After being declared winner of Democratic Republic of Congo’s presidential election on Thursday, the younger Tshisekedi looks set to achieve the lifetime goal that eluded his father.
“I will be the president of all Congolese,” Tshisekedi told supporters, many of who scaled the walls of party headquarters and climbed trees outside to catch a glimpse of him.
His declared win comes riddled with questions about his authority. Supporters of other main opposition candidate say the vote was rigged after Tshisekedi reached a backroom deal to share power with outgoing President Joseph Kabila.
Congo’s Catholic Church, which deployed 40,000 election monitors for the December 30 poll, concluded runner-up Martin Fayulu was the clear winner, according to three diplomats briefed on the bishops’findings.
Tshisekedi’s camp denies the deal with Kabila and says talks since the election with Kabila’s representatives were aimed at ensuring a peaceful handover of power.
The election will mark Congo’s first transfer of power at the ballot box since independence from Belgium in 1960 after decades of coups, dictatorship, assassinations and civil wars.
Suspicions surrounding Tshisekedi’s win raise doubt about whether he can fend off new unrest “” at least four people were reported killed in demonstrations by Fayulu supporters in the west “” and whether he will have the authority to make good on campaign pledges to fight corruption.
“If Tshiekedi’s made a deal, that will mean the army and intelligence agency are still controlled by Kabila,” said Stephanie Wolters, head of the Peace and Security Research Programme at Pretoria’s Institute for Security Studies.
“It would narrow Tshisekedi’s margin for manoeuvre on important governance issues and there’s no question it would diminish his credibility.”
The electoral commission’s announcement capped a swift rise for a perso who, until recently, was a peripheral figure in Congolese politics.

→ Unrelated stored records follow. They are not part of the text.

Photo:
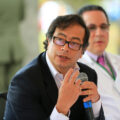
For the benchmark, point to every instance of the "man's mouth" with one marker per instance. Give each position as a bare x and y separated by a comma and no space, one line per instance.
64,57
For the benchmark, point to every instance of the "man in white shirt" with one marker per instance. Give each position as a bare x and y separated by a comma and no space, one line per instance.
47,88
105,64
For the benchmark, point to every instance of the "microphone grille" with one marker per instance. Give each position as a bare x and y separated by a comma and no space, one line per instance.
83,77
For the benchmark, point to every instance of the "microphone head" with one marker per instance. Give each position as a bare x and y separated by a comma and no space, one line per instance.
83,77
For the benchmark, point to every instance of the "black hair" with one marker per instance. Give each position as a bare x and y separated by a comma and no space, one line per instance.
91,8
63,22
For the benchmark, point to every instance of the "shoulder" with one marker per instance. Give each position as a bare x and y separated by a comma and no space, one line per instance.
30,75
112,56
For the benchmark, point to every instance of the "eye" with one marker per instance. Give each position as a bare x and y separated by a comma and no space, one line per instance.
104,27
74,43
92,27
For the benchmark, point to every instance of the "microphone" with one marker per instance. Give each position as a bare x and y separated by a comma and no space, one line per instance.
87,105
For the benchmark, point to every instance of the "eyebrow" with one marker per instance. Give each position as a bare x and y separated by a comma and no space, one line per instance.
95,24
76,38
62,35
73,38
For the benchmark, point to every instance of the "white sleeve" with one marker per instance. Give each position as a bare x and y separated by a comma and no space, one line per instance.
96,108
55,115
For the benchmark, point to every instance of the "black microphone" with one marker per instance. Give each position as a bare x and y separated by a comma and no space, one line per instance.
87,105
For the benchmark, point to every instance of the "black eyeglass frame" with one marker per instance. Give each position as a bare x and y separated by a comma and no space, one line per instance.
68,42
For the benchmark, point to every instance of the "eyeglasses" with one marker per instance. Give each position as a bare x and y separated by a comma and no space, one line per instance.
103,27
61,42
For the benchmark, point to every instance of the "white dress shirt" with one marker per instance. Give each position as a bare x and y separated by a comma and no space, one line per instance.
109,89
58,77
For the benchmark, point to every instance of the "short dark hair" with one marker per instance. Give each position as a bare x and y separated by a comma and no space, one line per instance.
91,8
63,22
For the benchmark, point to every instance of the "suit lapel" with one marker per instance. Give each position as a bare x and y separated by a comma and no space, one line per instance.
51,87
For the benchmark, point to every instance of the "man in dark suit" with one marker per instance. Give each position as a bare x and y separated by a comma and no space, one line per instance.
46,88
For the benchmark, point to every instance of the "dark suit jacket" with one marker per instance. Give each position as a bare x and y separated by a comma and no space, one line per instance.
11,13
33,93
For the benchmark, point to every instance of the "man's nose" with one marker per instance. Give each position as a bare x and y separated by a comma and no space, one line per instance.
65,47
99,31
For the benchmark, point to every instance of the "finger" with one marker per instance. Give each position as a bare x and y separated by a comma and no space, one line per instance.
87,92
74,76
88,98
88,85
68,75
78,82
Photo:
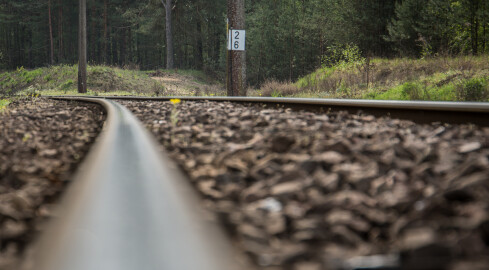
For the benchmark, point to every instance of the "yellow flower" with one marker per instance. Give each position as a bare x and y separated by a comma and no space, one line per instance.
175,101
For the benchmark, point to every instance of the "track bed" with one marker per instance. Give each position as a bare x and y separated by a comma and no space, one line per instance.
41,143
306,191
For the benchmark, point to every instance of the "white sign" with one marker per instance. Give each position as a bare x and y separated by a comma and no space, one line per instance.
237,40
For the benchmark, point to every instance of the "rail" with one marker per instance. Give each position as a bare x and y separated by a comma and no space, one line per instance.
418,111
130,208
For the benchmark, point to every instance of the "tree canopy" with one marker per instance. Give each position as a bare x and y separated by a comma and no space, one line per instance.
285,38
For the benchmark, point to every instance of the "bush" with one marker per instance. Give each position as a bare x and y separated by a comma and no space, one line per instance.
273,88
412,91
473,90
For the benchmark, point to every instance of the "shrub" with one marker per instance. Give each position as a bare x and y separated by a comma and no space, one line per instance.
475,89
273,88
412,91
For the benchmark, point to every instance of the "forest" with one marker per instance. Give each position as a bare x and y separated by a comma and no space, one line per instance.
286,39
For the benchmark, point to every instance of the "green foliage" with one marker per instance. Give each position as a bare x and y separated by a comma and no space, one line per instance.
3,104
475,89
343,55
412,91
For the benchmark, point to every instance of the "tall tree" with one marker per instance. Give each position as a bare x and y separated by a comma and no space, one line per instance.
82,47
167,4
51,43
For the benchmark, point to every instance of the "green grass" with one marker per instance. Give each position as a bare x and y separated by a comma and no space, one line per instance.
63,79
3,104
464,78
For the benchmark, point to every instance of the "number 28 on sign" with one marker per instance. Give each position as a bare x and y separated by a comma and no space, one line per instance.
236,40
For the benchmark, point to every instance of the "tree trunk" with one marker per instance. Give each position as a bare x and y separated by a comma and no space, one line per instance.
60,31
51,44
105,33
93,35
169,34
82,47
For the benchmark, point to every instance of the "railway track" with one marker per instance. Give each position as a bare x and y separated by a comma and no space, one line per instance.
271,189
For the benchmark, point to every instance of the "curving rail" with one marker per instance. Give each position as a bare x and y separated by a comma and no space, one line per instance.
418,111
130,208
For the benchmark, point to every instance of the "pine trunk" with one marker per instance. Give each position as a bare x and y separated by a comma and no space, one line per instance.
169,34
82,47
51,44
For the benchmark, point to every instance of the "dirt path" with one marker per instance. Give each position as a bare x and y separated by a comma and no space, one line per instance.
186,85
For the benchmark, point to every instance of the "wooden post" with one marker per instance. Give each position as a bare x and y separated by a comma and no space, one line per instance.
82,47
236,72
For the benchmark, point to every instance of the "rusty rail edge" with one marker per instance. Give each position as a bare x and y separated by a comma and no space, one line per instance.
130,208
418,111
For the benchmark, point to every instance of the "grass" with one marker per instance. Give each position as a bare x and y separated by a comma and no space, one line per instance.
63,79
464,78
3,104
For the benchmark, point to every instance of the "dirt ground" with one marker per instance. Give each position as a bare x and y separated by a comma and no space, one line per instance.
186,85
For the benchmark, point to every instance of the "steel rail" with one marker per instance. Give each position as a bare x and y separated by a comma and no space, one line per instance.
130,208
418,111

One of five children, Tshisekedi (55) grew up in Kinshasa in the early years of Mobutu Sese Seko’s rule over the country he rechristened Zaire.
Tshisekedi’s father served in Mobutu’s government before breaking ranks and founding the Union for Democracy and Social Progress (UDPS), Zaire’s first organised opposition, in 1982.
The UDPS endured harsh repression and the elder Tshisekedi was repeatedly jailed. Felix moved with his mother and siblings to Belgium in 1985 where he worked at odd jobs.
He was a member of the UDPS toiling in relative obscurity until 2011, when he won a seat in the national parliament in an election which saw his father finish as runner-up to Kabila. The party said the result was rigged.
As the elder Tshisekedi’s health declined and he spent long periods in Europe for treatment, Felix boosted his profile, touring Congo’s interior in 2014.
He met resistance in the party, with members criticising Kabila for inheriting the presidency from his assassinated father in 2001. Some accused Felix and his mother of treating the party like a family heirloom.
Leading party members were alarmed in 2015 when Felix met with Kabila’s representatives to negotiate a transition period for Kabila to stay in power once his official mandate expired at the end of 2016.
Etienne’s death in February 2017, just after the party agreed to let Kabila stay in office an extra year following protests, catapulted Felix to the forefront of political opposition.
His genial manner and striking likeness to his father – from his portly physique to the trademark flat cap – helped win over many UDPS rank and file.
Some long-time party members privately grumble Felix does not measure up to Etienne, whose body is in a Brussels morgue for two years because government feared its repatriation to Congo would lead to demonstrations.
“Felix is not his father,” said a UDPS insider who declined to be identified. “Etienne Tshisekedi never took power because he never wanted to compromise on truth and justice.”
In November, he agreed to back Fayulu in the presidential poll to give the opposition the best chance to defeat Kabila’s hand-picked candidate. Twenty-four hours later he withdrew saying his base demanded he stand.
Having led one opinion poll in October he slipped in two other polls just before the election to more than 20 points behind Fayulu supported by several influential opposition leaders.
If his victory is confirmed and he is sworn in later this month, he will face major challenges, ranging from 13 million Congolese in need of food aid to concern doubts about his legitimacy could embolden militias in the east.
His supporters are confident he can turn the tide.
“I like Felix Tshisekedi because he incarnates change,” said party member Tresor. “He is going to make us forget the years of suffering under Kabila.”